Given an array of positive integers, what's the most efficient algorithm to find non-consecutive elements from this array which, when added together, produce the maximum sum?

Answer 1

Dynamic programming? Given an array A[0..n], let M(i) be the optimal solution using the elements with indices 0..i. Then M(-1) = 0 (used in the recurrence), M(0) = A[0], and M(i) = max(M(i - 1), M(i - 2) + A[i]) for i = 1, ..., n. M(n) is the solution we want. This is O(n).

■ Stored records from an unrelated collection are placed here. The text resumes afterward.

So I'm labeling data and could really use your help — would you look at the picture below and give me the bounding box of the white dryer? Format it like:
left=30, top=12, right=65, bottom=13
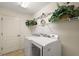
left=24, top=34, right=61, bottom=56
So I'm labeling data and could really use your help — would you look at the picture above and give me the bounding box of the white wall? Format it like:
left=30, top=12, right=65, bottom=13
left=33, top=2, right=79, bottom=56
left=0, top=7, right=32, bottom=36
left=33, top=2, right=58, bottom=18
left=0, top=7, right=32, bottom=51
left=0, top=7, right=32, bottom=19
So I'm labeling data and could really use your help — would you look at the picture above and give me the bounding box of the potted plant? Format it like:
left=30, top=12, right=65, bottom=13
left=25, top=19, right=37, bottom=32
left=49, top=5, right=79, bottom=23
left=25, top=19, right=37, bottom=27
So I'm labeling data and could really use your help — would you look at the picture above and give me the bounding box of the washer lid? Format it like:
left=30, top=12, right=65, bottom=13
left=25, top=36, right=58, bottom=46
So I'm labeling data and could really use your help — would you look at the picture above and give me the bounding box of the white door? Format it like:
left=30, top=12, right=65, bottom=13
left=0, top=17, right=3, bottom=55
left=0, top=17, right=1, bottom=55
left=2, top=16, right=21, bottom=54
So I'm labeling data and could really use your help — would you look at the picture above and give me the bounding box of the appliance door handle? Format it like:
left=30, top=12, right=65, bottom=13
left=17, top=34, right=21, bottom=37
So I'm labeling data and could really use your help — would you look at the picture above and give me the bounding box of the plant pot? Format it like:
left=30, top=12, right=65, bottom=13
left=28, top=25, right=37, bottom=32
left=60, top=15, right=70, bottom=21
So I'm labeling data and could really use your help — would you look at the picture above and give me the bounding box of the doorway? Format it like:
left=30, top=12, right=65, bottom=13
left=0, top=16, right=25, bottom=55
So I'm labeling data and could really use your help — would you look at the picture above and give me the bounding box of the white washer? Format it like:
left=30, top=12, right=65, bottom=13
left=24, top=35, right=61, bottom=56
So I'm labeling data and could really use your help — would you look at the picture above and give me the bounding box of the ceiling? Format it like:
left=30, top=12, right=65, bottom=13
left=0, top=2, right=50, bottom=15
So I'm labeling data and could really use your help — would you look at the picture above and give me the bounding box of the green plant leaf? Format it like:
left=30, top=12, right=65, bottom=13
left=49, top=5, right=79, bottom=23
left=25, top=20, right=37, bottom=27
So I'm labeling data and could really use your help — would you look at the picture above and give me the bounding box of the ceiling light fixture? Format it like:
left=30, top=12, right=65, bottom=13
left=17, top=2, right=30, bottom=8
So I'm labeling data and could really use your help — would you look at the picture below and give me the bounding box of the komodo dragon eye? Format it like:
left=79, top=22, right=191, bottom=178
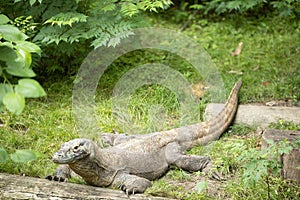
left=73, top=144, right=82, bottom=151
left=72, top=142, right=85, bottom=151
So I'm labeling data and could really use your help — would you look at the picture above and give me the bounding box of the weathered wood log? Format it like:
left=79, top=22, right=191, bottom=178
left=261, top=129, right=300, bottom=183
left=0, top=173, right=172, bottom=200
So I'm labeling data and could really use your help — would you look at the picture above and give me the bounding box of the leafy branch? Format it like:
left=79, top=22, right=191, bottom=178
left=238, top=139, right=298, bottom=199
left=31, top=0, right=172, bottom=48
left=190, top=0, right=299, bottom=17
left=0, top=14, right=45, bottom=115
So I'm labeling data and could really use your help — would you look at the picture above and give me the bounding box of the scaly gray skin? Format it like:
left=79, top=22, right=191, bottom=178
left=47, top=79, right=242, bottom=194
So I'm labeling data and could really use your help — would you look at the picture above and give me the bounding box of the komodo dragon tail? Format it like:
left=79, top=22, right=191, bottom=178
left=177, top=79, right=242, bottom=149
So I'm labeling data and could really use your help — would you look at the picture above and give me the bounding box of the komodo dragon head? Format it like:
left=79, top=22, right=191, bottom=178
left=52, top=138, right=94, bottom=164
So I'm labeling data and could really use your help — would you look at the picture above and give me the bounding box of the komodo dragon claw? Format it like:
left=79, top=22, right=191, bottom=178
left=119, top=185, right=136, bottom=196
left=202, top=162, right=226, bottom=181
left=45, top=165, right=70, bottom=183
left=210, top=171, right=225, bottom=181
left=45, top=175, right=68, bottom=182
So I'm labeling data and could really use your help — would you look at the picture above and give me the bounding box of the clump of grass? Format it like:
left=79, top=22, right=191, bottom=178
left=153, top=13, right=300, bottom=103
left=0, top=81, right=76, bottom=177
left=225, top=176, right=300, bottom=200
left=166, top=168, right=193, bottom=181
left=269, top=119, right=300, bottom=130
left=146, top=179, right=213, bottom=200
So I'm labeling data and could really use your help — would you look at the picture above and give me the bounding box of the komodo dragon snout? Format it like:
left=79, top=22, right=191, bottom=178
left=52, top=138, right=92, bottom=164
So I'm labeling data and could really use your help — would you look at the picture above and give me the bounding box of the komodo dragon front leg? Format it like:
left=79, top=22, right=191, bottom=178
left=46, top=165, right=73, bottom=182
left=112, top=173, right=152, bottom=195
left=48, top=165, right=152, bottom=194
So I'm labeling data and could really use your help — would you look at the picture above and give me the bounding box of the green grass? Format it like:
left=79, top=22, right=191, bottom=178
left=0, top=79, right=75, bottom=177
left=153, top=13, right=300, bottom=103
left=0, top=12, right=300, bottom=199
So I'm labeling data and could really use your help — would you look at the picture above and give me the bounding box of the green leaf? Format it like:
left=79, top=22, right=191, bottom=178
left=0, top=83, right=13, bottom=102
left=0, top=46, right=17, bottom=63
left=16, top=48, right=32, bottom=68
left=44, top=12, right=88, bottom=27
left=3, top=92, right=25, bottom=115
left=0, top=148, right=8, bottom=162
left=102, top=4, right=116, bottom=12
left=0, top=25, right=28, bottom=41
left=15, top=79, right=46, bottom=98
left=121, top=3, right=139, bottom=17
left=6, top=64, right=36, bottom=77
left=0, top=14, right=10, bottom=25
left=15, top=41, right=41, bottom=56
left=195, top=181, right=208, bottom=194
left=91, top=33, right=110, bottom=49
left=107, top=36, right=120, bottom=47
left=10, top=149, right=38, bottom=162
left=1, top=41, right=14, bottom=49
left=0, top=46, right=35, bottom=77
left=30, top=0, right=38, bottom=6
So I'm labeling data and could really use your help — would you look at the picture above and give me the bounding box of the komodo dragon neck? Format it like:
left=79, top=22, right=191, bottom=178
left=64, top=141, right=119, bottom=187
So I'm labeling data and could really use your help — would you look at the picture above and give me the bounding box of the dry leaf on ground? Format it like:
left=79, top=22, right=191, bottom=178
left=231, top=42, right=243, bottom=56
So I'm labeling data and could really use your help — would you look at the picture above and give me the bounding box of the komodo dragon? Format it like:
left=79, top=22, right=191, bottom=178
left=47, top=79, right=242, bottom=194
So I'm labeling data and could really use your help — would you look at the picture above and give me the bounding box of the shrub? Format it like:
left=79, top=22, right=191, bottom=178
left=0, top=14, right=45, bottom=115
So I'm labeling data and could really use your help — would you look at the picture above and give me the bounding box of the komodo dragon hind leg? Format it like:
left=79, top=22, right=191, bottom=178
left=45, top=165, right=73, bottom=182
left=112, top=173, right=152, bottom=195
left=165, top=142, right=223, bottom=180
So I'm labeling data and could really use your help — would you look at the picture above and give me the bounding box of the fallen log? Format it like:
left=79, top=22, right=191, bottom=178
left=0, top=173, right=172, bottom=200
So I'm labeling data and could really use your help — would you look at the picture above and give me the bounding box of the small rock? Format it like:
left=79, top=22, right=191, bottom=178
left=266, top=101, right=277, bottom=106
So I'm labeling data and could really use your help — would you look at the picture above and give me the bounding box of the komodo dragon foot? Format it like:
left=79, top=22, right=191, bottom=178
left=113, top=173, right=152, bottom=195
left=45, top=165, right=71, bottom=182
left=202, top=161, right=225, bottom=181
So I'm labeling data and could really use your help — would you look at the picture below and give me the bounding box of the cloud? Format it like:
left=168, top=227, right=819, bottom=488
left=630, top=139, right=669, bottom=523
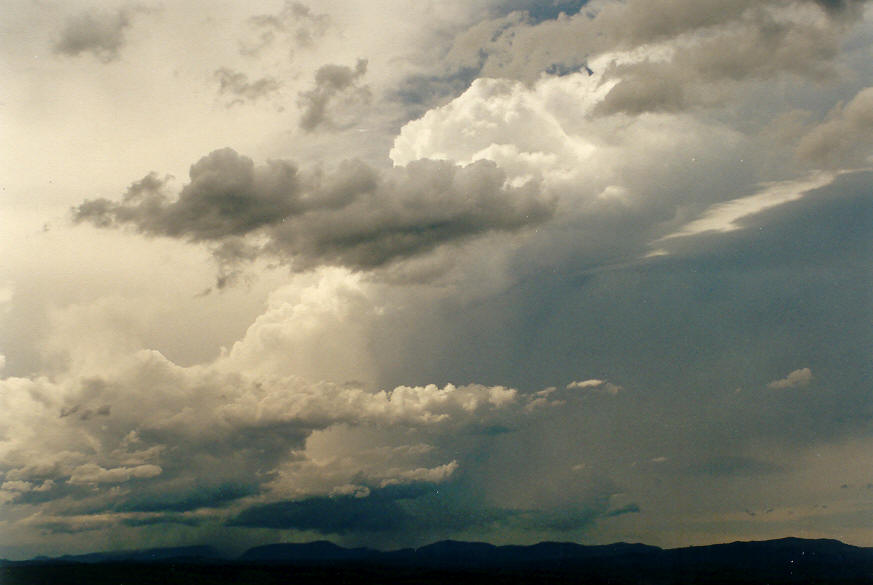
left=7, top=0, right=873, bottom=555
left=382, top=461, right=459, bottom=486
left=1, top=480, right=33, bottom=492
left=796, top=86, right=873, bottom=168
left=229, top=476, right=622, bottom=536
left=389, top=71, right=748, bottom=219
left=592, top=2, right=861, bottom=116
left=298, top=59, right=371, bottom=131
left=767, top=367, right=813, bottom=389
left=566, top=379, right=604, bottom=389
left=0, top=333, right=536, bottom=526
left=52, top=6, right=146, bottom=63
left=228, top=482, right=439, bottom=533
left=214, top=68, right=281, bottom=106
left=654, top=171, right=837, bottom=246
left=68, top=463, right=162, bottom=485
left=433, top=0, right=867, bottom=115
left=73, top=148, right=553, bottom=273
left=391, top=67, right=481, bottom=118
left=566, top=379, right=621, bottom=394
left=604, top=502, right=641, bottom=517
left=241, top=1, right=331, bottom=56
left=74, top=151, right=300, bottom=240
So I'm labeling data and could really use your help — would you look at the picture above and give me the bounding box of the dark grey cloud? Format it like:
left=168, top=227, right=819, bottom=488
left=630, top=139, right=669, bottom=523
left=595, top=5, right=856, bottom=116
left=73, top=148, right=553, bottom=273
left=814, top=0, right=870, bottom=18
left=605, top=503, right=641, bottom=518
left=75, top=149, right=302, bottom=240
left=228, top=483, right=431, bottom=533
left=120, top=514, right=202, bottom=527
left=433, top=0, right=868, bottom=110
left=298, top=59, right=370, bottom=132
left=117, top=482, right=260, bottom=513
left=52, top=6, right=145, bottom=63
left=35, top=521, right=103, bottom=535
left=214, top=68, right=281, bottom=106
left=228, top=480, right=624, bottom=537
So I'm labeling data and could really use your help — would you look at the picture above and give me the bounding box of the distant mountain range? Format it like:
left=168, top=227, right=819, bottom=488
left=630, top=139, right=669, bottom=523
left=3, top=537, right=872, bottom=584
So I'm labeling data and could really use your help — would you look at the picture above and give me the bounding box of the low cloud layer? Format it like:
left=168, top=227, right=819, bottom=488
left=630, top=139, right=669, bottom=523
left=0, top=320, right=575, bottom=539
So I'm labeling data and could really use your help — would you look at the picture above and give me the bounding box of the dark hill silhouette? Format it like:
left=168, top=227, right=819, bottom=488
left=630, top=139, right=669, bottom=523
left=39, top=545, right=224, bottom=564
left=240, top=540, right=377, bottom=562
left=2, top=537, right=872, bottom=584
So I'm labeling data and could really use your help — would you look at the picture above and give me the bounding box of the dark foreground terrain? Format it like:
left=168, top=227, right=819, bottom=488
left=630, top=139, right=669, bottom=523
left=3, top=537, right=872, bottom=584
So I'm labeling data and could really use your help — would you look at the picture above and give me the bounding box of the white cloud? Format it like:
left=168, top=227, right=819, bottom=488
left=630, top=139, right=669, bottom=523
left=381, top=460, right=459, bottom=486
left=768, top=367, right=813, bottom=389
left=68, top=463, right=163, bottom=485
left=390, top=73, right=609, bottom=180
left=567, top=379, right=605, bottom=389
left=390, top=67, right=749, bottom=241
left=655, top=171, right=837, bottom=245
left=219, top=268, right=379, bottom=383
left=566, top=379, right=622, bottom=394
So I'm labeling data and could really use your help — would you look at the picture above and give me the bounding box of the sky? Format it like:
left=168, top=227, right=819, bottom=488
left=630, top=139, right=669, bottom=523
left=1, top=0, right=872, bottom=560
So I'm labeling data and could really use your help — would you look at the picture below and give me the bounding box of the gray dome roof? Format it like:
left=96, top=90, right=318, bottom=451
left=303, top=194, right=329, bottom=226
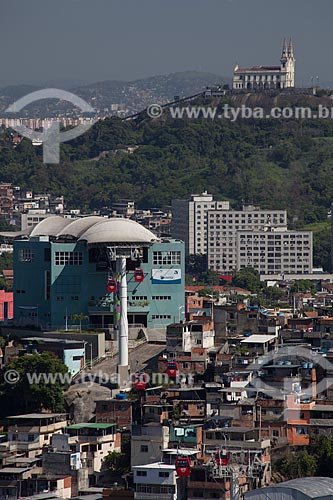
left=57, top=216, right=104, bottom=238
left=30, top=216, right=72, bottom=237
left=78, top=218, right=158, bottom=245
left=28, top=215, right=158, bottom=245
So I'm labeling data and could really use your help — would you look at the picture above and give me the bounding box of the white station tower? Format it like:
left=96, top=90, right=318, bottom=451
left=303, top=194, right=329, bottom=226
left=82, top=218, right=158, bottom=386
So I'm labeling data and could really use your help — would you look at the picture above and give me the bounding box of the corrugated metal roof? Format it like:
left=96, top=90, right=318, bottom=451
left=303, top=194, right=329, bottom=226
left=275, top=477, right=333, bottom=498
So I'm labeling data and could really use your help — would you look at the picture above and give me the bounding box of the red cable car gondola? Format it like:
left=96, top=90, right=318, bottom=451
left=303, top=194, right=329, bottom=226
left=107, top=278, right=117, bottom=293
left=175, top=456, right=191, bottom=477
left=134, top=268, right=144, bottom=283
left=166, top=360, right=179, bottom=378
left=214, top=448, right=229, bottom=466
left=133, top=371, right=147, bottom=391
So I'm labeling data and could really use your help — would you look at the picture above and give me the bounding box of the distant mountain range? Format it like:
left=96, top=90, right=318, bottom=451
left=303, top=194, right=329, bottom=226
left=0, top=71, right=230, bottom=118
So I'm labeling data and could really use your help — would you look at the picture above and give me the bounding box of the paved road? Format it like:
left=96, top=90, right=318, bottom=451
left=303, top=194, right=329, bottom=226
left=84, top=341, right=165, bottom=379
left=66, top=342, right=165, bottom=421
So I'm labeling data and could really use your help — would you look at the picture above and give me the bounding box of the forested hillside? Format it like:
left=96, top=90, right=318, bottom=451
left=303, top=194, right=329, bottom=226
left=1, top=92, right=333, bottom=268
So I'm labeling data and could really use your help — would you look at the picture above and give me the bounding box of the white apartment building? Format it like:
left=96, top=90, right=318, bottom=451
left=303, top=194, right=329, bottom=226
left=7, top=413, right=67, bottom=458
left=166, top=320, right=215, bottom=355
left=20, top=210, right=54, bottom=231
left=207, top=205, right=287, bottom=272
left=236, top=228, right=313, bottom=275
left=172, top=195, right=313, bottom=275
left=171, top=192, right=229, bottom=254
left=132, top=462, right=177, bottom=500
left=65, top=423, right=120, bottom=475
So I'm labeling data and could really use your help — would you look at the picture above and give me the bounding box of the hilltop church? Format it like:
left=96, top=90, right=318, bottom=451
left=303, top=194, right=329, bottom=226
left=233, top=38, right=295, bottom=90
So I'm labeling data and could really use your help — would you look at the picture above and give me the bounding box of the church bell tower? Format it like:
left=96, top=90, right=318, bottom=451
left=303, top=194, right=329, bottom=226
left=281, top=36, right=295, bottom=88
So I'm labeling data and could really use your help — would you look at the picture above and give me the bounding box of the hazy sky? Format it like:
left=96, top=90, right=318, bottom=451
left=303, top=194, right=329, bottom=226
left=1, top=0, right=332, bottom=87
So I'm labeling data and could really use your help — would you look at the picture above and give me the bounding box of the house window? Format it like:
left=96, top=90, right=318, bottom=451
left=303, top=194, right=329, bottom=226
left=296, top=427, right=308, bottom=435
left=19, top=248, right=34, bottom=262
left=272, top=430, right=279, bottom=437
left=153, top=251, right=181, bottom=265
left=140, top=445, right=148, bottom=453
left=54, top=251, right=83, bottom=266
left=136, top=470, right=147, bottom=476
left=159, top=472, right=170, bottom=478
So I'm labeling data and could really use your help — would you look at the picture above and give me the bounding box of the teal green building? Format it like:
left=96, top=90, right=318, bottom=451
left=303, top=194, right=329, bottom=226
left=13, top=216, right=185, bottom=331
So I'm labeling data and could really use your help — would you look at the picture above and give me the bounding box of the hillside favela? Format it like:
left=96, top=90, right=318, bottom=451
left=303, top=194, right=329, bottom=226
left=2, top=2, right=333, bottom=500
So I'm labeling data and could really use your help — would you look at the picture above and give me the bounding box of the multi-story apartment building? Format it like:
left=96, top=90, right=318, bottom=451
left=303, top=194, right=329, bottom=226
left=165, top=319, right=215, bottom=355
left=171, top=192, right=230, bottom=254
left=207, top=205, right=288, bottom=272
left=132, top=462, right=177, bottom=500
left=172, top=194, right=310, bottom=275
left=65, top=423, right=121, bottom=476
left=172, top=194, right=313, bottom=276
left=0, top=183, right=13, bottom=216
left=6, top=413, right=67, bottom=458
left=131, top=424, right=169, bottom=467
left=235, top=228, right=313, bottom=275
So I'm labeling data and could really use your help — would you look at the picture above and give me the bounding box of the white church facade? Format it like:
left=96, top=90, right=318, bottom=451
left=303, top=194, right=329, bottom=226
left=233, top=38, right=295, bottom=90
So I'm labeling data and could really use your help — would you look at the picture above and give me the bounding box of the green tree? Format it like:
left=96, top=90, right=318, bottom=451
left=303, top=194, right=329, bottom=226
left=279, top=450, right=317, bottom=479
left=232, top=268, right=261, bottom=294
left=0, top=352, right=69, bottom=416
left=315, top=435, right=333, bottom=477
left=0, top=252, right=13, bottom=272
left=102, top=451, right=130, bottom=476
left=0, top=221, right=15, bottom=232
left=72, top=313, right=88, bottom=332
left=186, top=254, right=208, bottom=277
left=257, top=286, right=285, bottom=307
left=291, top=280, right=317, bottom=295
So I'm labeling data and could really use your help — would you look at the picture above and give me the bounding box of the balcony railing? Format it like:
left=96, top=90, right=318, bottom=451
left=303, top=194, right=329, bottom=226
left=68, top=435, right=115, bottom=445
left=204, top=439, right=270, bottom=450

You can use another array to store which choice is made for each subproblem, and so recover the actual elements chosen.

Answer 2

Let A be the given array and Sum be another array such that Sum[i] represents the maximum sum of non-consecutive elements from arr[0]..arr[i].

We have:

Sum[0] = arr[0] Sum[1] = max(Sum[0],arr[1]) Sum[2] = max(Sum[0]+arr[2],Sum[1]) ... Sum[i] = max(Sum[i-2]+arr[i],Sum[i-1]) when i>=2 

If size is the number of elements in arr then sum[size-1] will be the answer.

One can code a simple recursive method in top down order as:

int sum(int *arr,int i) {         if(i==0) {                 return arr[0];         }else if(i==1) {                 return max(arr[0],arr[1]);         }         return max(sum(arr,i-2)+arr[i],sum(arr,i-1)); } 

The above code is very inefficient as it makes exhaustive duplicate recursive calls. To avoid this we use memoization by using an auxiliary array called sum as:

int sum(int *arr,int size) {         int *sum = malloc(sizeof(int) * size);         int i;          for(i=0;i<size;i++) {                 if(i==0) {                         sum[0] = arr[0];                 }else if(i==1) {                         sum[1] = max(sum[0],arr[1]);                 }else{                         sum[i] = max(sum[i-2]+arr[i],sum[i-1]);                 }         }             return sum[size-1]; } 

Which is O(N) in both space and time.